Atlantiksender focused primarily on aspects that would tend to reduce the morale of the submariners in the Kriegsmarine and to try and convince them that the Allies knew everything about their daily and overall military operations and strategies.
Deutscher Kurzwellensender Atlantik was led by Sefton Delmer, the Daily Express's former Berlin correspondent, for the British government's Political Warfare Executive (PWE).
[2] To achieve this, some of the staff were German defectors, including Otto John, Richard Wurmann, Hans Walter Zech-Nenntwich and Wolfgang Gans zu Putlitz.
[2] Delmer sought recruits from prisoners of war (POWs) held in Britain as these men would have knowledge of military jargon, operating procedures, and the concerns of the German sailors.
[1] A former bookseller, Frank Lyndner, kept a database of personal details taken from German prisoner-of-war letters to allow the station to announce births, deaths and marriages, transfers, promotions and medals relating to the U-boat service.
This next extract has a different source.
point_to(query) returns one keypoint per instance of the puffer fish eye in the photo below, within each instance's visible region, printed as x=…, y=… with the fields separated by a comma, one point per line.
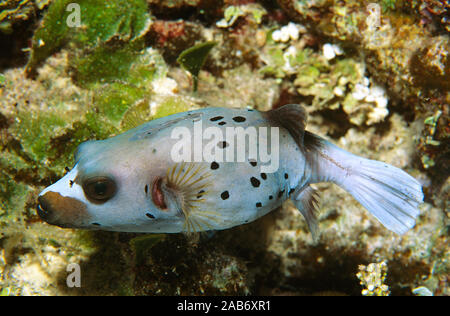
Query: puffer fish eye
x=99, y=189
Fluent German speaker and later BBC journalist Charles Wheeler toured POW camps to gather personal stories about bars and brothels to include in broadcasts.
[1] To make the station attractive to listeners it broadcast the latest in popular dance music, under the direction of head disc jockey Alexander Maass.
[1] In one instance, British intelligence noticed an increase in German naval activity in the Gironde region and guessed it might involve an attempt for vessels to break out to the Far East; this information was passed to the station, which played a special programme of Japanese and Chinese music.
[10] The station broadcast an appeal to the U-boats to "Schluß zu machen" (put an end to it) on 29 April 1945, in the final days of the war in Europe, but this was unsuccessful.